Twitter

Friday, January 30, 2015

Lego, sampling and bad-behaving confidence intervals

Yesterday, during the second lecture of our Introduction to Data Science course for students in non-quantitative program. We did a sampling demo adapted from Andrew Gelman and Deborah Nolan's teaching book (a bag of tricks).

Change from candies to legos. The original teaching recipe uses candies. A side effect of that is the instructor will always get so much left over of candies as the students are getting more and more health conscious. So this time, I decided to use lego pieces. One advantage of this change is that we can save the kitchen scale and just count the number of studs (or "points") on the lego pieces.
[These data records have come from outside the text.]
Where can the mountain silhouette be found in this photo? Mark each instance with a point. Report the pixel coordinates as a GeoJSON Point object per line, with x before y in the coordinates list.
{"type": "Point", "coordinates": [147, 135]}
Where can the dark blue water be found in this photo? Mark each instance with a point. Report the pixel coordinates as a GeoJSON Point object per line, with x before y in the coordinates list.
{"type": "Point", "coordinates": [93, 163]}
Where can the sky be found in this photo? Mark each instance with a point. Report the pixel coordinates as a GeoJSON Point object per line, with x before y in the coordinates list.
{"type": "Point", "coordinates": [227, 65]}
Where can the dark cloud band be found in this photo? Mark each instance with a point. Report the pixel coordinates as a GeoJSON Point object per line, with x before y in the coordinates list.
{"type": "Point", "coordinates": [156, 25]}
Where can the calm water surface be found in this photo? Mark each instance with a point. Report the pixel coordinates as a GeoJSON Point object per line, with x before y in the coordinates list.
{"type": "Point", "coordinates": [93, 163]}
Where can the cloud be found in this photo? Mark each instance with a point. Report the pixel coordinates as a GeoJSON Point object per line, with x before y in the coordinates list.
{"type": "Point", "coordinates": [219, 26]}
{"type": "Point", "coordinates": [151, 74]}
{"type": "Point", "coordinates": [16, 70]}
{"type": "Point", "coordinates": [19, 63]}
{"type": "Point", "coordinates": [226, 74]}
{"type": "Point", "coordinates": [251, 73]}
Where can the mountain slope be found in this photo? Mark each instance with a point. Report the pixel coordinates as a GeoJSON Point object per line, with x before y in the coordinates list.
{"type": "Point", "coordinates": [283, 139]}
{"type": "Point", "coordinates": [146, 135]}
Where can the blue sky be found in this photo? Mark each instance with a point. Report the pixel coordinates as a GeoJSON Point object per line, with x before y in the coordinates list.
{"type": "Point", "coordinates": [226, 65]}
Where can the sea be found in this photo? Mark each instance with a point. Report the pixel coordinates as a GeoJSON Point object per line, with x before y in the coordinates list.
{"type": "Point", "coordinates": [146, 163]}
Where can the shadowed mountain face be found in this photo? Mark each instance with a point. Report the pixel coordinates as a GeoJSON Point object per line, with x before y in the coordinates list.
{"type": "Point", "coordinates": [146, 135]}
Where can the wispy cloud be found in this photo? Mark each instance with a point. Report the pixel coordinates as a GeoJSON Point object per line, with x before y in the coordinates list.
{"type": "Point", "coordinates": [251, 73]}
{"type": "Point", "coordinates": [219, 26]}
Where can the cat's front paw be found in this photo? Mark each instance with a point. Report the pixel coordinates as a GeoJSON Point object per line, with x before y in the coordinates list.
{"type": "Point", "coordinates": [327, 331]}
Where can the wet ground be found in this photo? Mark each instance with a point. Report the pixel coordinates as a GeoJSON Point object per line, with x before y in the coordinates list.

Preparation. The night before I counted two bags of 100 lego pieces: population A and population B. Population A consists of about 30 large pieces and 70 tiny pieces. Population B consists of 100 similar pieces (4 studs, 6 studs and 8 studs).

In-Class demo. At the beginning of the lecture, we explained to the students what they need to do and passed one bag to half of the class, and the other bag to the other half, along with  data recording sheets.

Results. Before class, I asked a MA student, Ke Shen, in our program who is very good at visualization and R to create a RShiny app for this demo, where I can quickly key in the numbers and display the confidence intervals.

Here are population A samples.
Here are population B samples. 

Conclusion. Several things we noticed from this demo:
  1. sampling lego pieces can be pretty noisy. 
  2. all samples of population A over-estimated the true population mean (the red line). samples of population B seemed to be doing better. 
  3. population variation affects the width of the confidence intervals. 
  4. but even wider confidence intervals were wrong due to large bias.